BESİN ALTERNATİFLERİ

Buğday alerjisi olanlar için buğday ve buğday ürünleri yerine kullanılabilecek alternatifler:

  • Patates unu
  • Mısır unu
  • Keten
  • Darı
  • Pirinç unu
  • Soya unu
  • Nohut unu
  • Karabuğday
  • Amarant
  • Kinoa

BUĞDAY ALERJİSİ İÇİN TARİF:

Fermente Karabuğday Ekmeği

6-8 Porsiyon

Malzemeler

– Çiğ karabuğday

– İçme suyu

– Deniz / kaya tuzu

– Tarhun (kuru)

– Susam

– Çörek otu

– Çiğ ayçekirdeği içi

Hazırlanışı

Karabuğdaylar güzelce yıkanır ve geceden suya konur, tercihen 10-12 saat suda

bekletilir. Sonra süzgeçte iyice süzülür, tekrar yıkanmaz. 1,5 su bardağı içme suyu

ile karabuğdaylar rondoda veya güçlü bir blenderda çekilir. Bu karşım üstü örtülerek

en az 12 saat daha oda sıcaklığında bekletilir. Fermentasyona bırakılır. 12 saatin

sonunda üzerinde küçük baloncuklar oluşmuşsa, kendi kendine fermente olmuş

demektir. Karabuğday-su karışımı hamur yoğurma kabına alınır. İçine tuz ve tarhun

eklenir ve hafifçe yoğurulur. Bu karışım yağlı kağıt serilen fırın kabına dökülür.

Diğer tarafta susam, çörek otu ve çiğ ayçekirdeği içi (hafif kırılarabilir) kendi

içlerinde harmanlanır ve ekmeğin üzerine bolca serpilir. Önceden ısıtılmış fırında

180 derecede 45-50 dakika kontrollü pişirilir.

Fırından çıktıktan sonra yaklaşık 30-40 dakika soğması beklenmesi ve ondan sonra

dilimlenmesi tavsiye edilir.

Afiyetle, anda kalarak, sevdiklerinizle paylaşarak, mutlulukla yemeniz dileğiyle…

SONUÇ VE ÖNERİLER

Tahıllar tüm dünya popülasyonu için ortak besin hammaddesidir. Tahıl ailesi buğday, arpa, yulaf, pirinç, çavdar ve mısırdan oluşur. Ülkemizde buğday hem ekmek olarak hemde tarhana gibi geleneksel besinlerin içinde süt çocuklarınca sıkça ve erken yaşlardan itibaren tüketilen bir gıdadır.

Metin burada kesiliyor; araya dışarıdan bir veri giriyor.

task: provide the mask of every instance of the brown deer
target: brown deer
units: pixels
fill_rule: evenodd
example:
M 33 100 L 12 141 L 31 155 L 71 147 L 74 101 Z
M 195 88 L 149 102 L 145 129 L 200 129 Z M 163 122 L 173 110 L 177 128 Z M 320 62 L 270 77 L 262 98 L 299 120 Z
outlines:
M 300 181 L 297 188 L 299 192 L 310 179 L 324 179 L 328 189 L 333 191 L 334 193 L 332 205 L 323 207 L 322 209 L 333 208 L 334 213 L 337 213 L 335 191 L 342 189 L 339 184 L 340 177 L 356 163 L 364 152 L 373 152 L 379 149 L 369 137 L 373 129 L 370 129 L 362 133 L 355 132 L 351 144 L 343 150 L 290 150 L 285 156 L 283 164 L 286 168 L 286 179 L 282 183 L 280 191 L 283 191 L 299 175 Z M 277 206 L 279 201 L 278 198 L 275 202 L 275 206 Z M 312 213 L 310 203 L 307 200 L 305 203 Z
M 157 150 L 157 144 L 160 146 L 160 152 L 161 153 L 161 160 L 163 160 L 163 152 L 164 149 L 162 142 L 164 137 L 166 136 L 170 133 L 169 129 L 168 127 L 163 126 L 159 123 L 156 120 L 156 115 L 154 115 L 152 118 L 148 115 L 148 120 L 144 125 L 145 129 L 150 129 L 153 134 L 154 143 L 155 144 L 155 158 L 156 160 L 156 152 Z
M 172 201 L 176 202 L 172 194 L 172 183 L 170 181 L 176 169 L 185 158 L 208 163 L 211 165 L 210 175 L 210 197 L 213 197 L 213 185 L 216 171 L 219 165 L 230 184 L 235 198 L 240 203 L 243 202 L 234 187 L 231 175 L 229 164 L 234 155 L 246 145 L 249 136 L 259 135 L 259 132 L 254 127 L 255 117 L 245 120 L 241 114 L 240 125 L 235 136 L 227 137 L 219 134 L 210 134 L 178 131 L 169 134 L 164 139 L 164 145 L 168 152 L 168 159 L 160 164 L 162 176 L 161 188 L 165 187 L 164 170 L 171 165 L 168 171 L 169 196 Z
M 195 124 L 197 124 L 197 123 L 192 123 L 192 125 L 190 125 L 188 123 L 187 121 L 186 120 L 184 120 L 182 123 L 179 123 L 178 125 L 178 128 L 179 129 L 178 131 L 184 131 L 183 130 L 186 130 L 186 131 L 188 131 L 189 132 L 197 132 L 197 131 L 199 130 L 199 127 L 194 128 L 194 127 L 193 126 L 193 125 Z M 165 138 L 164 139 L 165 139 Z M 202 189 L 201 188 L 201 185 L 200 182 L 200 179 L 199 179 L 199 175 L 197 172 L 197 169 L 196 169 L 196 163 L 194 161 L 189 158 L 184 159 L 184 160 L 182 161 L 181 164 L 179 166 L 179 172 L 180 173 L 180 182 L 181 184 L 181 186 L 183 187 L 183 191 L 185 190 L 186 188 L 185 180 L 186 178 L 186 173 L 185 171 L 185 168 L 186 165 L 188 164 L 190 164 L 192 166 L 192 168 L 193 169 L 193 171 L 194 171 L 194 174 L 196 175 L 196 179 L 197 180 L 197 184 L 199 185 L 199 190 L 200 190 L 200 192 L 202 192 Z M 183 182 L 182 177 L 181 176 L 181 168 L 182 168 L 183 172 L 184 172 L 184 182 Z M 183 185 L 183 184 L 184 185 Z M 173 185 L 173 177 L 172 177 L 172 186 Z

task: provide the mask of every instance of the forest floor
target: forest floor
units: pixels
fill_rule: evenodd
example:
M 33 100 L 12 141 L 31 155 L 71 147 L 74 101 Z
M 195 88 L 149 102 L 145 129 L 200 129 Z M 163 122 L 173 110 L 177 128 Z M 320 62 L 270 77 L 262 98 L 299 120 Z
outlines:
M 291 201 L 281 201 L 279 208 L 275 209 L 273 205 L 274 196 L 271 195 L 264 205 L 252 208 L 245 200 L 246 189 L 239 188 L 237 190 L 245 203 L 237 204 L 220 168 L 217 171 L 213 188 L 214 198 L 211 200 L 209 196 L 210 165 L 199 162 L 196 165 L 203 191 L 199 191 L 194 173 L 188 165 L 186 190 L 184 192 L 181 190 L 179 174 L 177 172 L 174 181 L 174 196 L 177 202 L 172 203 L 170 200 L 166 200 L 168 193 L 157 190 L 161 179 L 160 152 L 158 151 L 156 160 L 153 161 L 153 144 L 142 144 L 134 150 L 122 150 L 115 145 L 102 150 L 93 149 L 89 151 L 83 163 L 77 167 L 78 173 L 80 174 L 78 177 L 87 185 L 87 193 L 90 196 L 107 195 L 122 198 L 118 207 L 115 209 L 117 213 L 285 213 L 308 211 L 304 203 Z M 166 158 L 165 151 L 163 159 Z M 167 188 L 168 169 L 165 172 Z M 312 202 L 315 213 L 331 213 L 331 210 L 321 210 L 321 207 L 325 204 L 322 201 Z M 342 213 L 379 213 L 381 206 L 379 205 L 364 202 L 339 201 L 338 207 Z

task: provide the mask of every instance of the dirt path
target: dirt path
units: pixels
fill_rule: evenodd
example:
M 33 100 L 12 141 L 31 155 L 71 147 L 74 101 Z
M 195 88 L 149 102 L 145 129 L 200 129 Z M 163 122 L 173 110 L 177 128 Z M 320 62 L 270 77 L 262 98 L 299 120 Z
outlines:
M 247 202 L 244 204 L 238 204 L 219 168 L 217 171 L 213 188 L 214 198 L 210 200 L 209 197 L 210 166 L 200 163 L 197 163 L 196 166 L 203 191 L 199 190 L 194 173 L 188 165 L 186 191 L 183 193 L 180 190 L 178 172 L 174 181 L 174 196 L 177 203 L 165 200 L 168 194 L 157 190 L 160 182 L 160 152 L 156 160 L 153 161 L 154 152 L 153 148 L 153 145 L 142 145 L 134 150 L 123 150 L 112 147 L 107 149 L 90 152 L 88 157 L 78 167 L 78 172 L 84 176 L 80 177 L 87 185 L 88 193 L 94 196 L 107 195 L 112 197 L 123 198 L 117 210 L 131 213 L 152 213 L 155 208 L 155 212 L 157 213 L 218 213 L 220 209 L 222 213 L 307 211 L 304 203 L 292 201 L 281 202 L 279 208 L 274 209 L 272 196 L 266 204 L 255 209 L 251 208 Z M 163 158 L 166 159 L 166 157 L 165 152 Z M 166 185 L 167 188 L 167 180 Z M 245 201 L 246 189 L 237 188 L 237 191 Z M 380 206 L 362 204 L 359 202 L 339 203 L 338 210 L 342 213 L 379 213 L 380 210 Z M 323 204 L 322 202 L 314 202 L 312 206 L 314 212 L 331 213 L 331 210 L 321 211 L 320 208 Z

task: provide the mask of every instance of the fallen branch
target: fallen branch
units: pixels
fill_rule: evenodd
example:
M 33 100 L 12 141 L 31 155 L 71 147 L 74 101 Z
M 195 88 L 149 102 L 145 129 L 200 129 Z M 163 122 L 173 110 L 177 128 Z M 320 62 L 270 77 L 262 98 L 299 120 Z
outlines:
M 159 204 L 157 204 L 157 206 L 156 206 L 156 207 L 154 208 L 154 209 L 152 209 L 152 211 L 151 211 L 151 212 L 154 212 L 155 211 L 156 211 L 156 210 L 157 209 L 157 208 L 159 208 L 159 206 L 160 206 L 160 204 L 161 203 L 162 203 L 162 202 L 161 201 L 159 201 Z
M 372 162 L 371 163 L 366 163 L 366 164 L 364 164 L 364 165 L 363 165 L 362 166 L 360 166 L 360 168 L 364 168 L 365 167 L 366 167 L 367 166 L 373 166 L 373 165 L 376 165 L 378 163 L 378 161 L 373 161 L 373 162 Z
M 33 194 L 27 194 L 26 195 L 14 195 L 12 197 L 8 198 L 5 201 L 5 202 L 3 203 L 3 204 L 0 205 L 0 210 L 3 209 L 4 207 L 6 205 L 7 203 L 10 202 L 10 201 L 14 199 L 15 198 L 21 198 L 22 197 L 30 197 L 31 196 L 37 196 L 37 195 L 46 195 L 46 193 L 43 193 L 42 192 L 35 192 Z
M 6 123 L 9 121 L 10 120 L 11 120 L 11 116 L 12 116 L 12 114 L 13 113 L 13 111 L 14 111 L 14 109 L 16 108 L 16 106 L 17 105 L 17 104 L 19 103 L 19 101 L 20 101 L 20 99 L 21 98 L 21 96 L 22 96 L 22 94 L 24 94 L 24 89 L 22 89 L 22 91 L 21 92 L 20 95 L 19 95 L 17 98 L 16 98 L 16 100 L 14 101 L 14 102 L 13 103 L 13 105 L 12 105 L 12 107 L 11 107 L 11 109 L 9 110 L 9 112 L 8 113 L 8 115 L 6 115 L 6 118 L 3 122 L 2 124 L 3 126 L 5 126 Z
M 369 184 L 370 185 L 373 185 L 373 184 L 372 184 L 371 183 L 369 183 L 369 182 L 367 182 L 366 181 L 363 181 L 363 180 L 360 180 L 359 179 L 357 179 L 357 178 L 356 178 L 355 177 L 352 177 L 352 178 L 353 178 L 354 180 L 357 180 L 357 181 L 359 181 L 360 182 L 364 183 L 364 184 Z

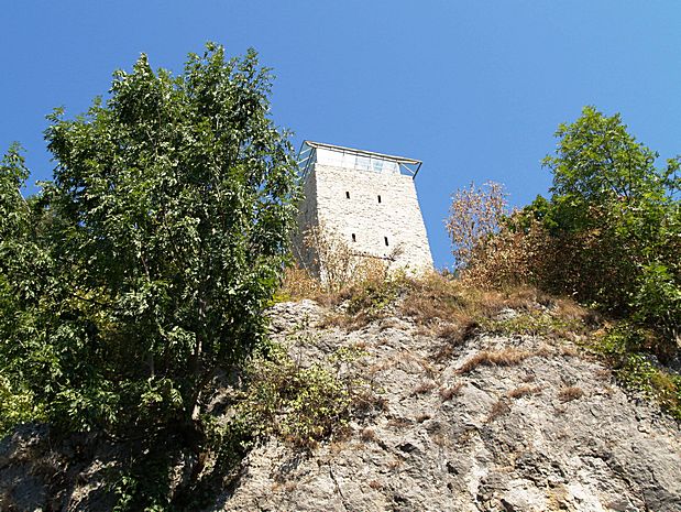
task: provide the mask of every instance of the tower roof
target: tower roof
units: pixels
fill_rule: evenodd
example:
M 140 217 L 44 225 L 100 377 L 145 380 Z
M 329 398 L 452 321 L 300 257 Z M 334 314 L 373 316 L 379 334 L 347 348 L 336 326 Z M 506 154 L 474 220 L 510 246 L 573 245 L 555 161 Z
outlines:
M 416 177 L 422 163 L 420 160 L 405 156 L 375 153 L 323 142 L 303 142 L 298 153 L 298 165 L 304 176 L 316 162 L 363 171 L 406 174 L 411 178 Z

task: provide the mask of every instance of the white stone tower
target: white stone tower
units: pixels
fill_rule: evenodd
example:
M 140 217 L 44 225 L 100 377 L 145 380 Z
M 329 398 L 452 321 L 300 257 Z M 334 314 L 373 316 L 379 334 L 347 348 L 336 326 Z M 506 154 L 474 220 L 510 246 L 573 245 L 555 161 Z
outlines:
M 413 273 L 432 269 L 432 257 L 414 178 L 421 162 L 370 151 L 305 141 L 300 149 L 305 198 L 299 231 L 322 226 L 353 253 L 385 260 Z M 298 248 L 298 261 L 316 272 L 314 248 Z

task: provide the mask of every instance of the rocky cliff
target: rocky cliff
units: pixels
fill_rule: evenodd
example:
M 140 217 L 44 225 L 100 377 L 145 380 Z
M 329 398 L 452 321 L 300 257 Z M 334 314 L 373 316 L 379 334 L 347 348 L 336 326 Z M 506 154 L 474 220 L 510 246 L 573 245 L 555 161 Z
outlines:
M 339 371 L 380 406 L 311 450 L 260 445 L 211 511 L 681 511 L 678 424 L 565 338 L 446 346 L 398 314 L 352 329 L 327 315 L 278 304 L 273 336 L 301 367 L 352 349 Z M 66 456 L 45 439 L 20 429 L 0 446 L 0 509 L 109 509 L 106 461 L 67 454 L 80 462 L 47 481 L 41 465 Z
M 323 314 L 282 304 L 274 328 Z M 681 510 L 678 425 L 564 339 L 481 335 L 433 358 L 441 341 L 404 318 L 315 336 L 292 348 L 304 361 L 364 350 L 353 371 L 383 411 L 309 456 L 276 440 L 254 450 L 220 510 Z

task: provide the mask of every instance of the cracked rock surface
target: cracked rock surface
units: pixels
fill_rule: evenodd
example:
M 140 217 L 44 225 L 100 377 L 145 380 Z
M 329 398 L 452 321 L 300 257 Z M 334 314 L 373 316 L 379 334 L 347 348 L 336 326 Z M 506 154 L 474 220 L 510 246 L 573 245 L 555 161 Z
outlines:
M 312 451 L 276 439 L 253 449 L 207 512 L 681 511 L 679 425 L 571 342 L 479 335 L 442 358 L 443 341 L 409 319 L 348 330 L 327 314 L 277 304 L 272 335 L 301 366 L 360 348 L 342 371 L 383 406 Z M 509 357 L 471 364 L 484 353 Z M 50 446 L 44 429 L 0 442 L 0 510 L 112 510 L 101 482 L 116 447 Z
M 252 451 L 223 511 L 681 511 L 679 426 L 635 402 L 563 340 L 475 337 L 436 362 L 441 341 L 408 320 L 347 331 L 315 303 L 279 304 L 273 330 L 310 329 L 314 361 L 339 346 L 385 400 L 341 440 L 301 454 Z M 477 352 L 521 350 L 510 366 L 458 370 Z

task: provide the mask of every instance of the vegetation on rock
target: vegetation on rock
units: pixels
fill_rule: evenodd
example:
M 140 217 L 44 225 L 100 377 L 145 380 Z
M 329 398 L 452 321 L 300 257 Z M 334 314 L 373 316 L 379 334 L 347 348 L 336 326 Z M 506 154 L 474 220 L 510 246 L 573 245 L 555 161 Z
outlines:
M 270 87 L 252 51 L 208 44 L 179 76 L 142 55 L 106 102 L 48 117 L 56 167 L 40 194 L 22 198 L 17 148 L 2 163 L 0 378 L 21 405 L 2 431 L 33 410 L 146 454 L 118 480 L 122 508 L 188 499 L 213 381 L 264 337 L 297 199 Z M 190 470 L 172 488 L 182 454 Z

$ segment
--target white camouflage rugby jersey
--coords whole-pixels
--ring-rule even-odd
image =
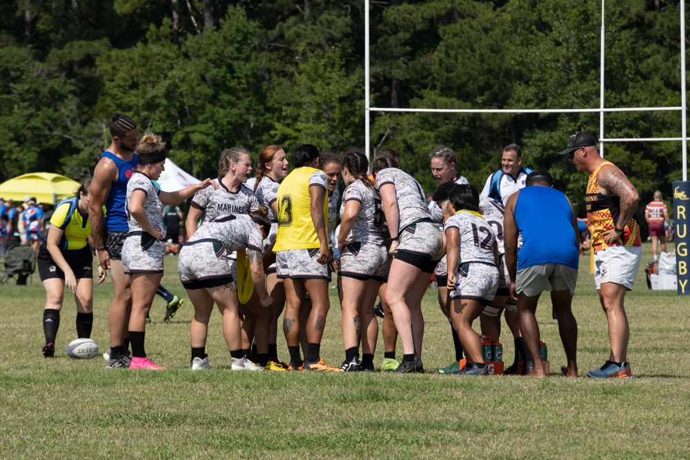
[[[194,232],[188,243],[204,239],[218,240],[228,252],[248,248],[263,252],[264,234],[252,218],[246,214],[226,214],[210,219]]]
[[[398,234],[413,222],[431,220],[424,191],[412,176],[397,168],[386,168],[379,171],[376,175],[376,190],[380,190],[381,187],[389,183],[395,186],[400,215]]]
[[[359,212],[355,218],[355,224],[348,235],[348,243],[355,241],[382,245],[383,221],[382,210],[377,206],[378,194],[372,188],[367,187],[362,179],[357,179],[348,185],[343,192],[343,202],[340,205],[340,218],[345,212],[345,203],[350,201],[359,201]]]
[[[457,240],[458,265],[466,262],[495,264],[493,243],[496,242],[496,235],[486,219],[471,212],[460,212],[446,221],[444,232],[448,228],[457,228],[460,232]]]
[[[144,201],[144,210],[146,213],[146,218],[155,228],[159,228],[162,230],[163,223],[161,221],[161,215],[163,211],[163,204],[158,198],[159,190],[148,176],[141,171],[134,171],[132,174],[132,179],[127,183],[126,201],[127,207],[127,223],[130,226],[130,232],[146,231],[129,211],[130,200],[132,199],[132,192],[135,190],[141,190],[146,194],[146,198]],[[164,234],[165,234],[165,232],[164,232]],[[165,235],[164,234],[164,236]]]
[[[259,209],[259,201],[252,189],[241,184],[237,192],[230,192],[220,179],[213,179],[217,190],[206,187],[192,199],[192,206],[204,212],[202,222],[228,214],[248,214]]]
[[[261,178],[261,181],[257,186],[257,190],[254,192],[257,201],[259,201],[259,206],[266,206],[268,208],[268,219],[272,223],[277,223],[278,216],[275,211],[270,207],[278,199],[278,187],[280,184],[268,176],[264,176]]]

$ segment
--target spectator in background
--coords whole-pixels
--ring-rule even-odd
[[[36,201],[32,199],[26,202],[27,208],[21,214],[21,221],[24,224],[24,232],[26,236],[26,246],[31,246],[37,254],[43,241],[43,210],[36,206]]]
[[[169,247],[166,254],[179,253],[179,223],[182,221],[182,210],[176,204],[168,205],[163,208],[163,223],[166,226],[166,234]]]
[[[524,187],[527,174],[532,172],[522,164],[522,149],[516,143],[511,143],[503,148],[501,157],[501,169],[486,179],[486,183],[480,194],[482,197],[489,197],[497,201],[502,201],[506,206],[509,197]]]
[[[661,243],[662,252],[666,252],[666,228],[664,222],[671,226],[671,219],[669,218],[669,210],[666,203],[662,201],[661,192],[654,192],[654,200],[644,208],[644,220],[649,225],[649,236],[651,237],[651,254],[654,261],[658,260],[657,247]]]
[[[7,211],[8,202],[0,198],[0,259],[5,258],[5,250],[7,248]]]

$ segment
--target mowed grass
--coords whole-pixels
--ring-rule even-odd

Hemen her öğünde sofralarımızda var olan bu gıdanın kaza ile tüketilme riskinin yüksek olması da göz önüne alınarak bu hastaların ve ailelerinin hem eliminasyon diyetinin önemi hem de acil müdahale konusundaki eğitimine zaman ayırmak ve adrenalin otoe njektörü kullanımını öğretmek hayat kurtarıcı olabilir. Ayrıca buğday alerjisi varlığında çapraz reaksiyon riski olan tahılların bilinmesi ve diyetin buna göre düzenlenmesi gerekir.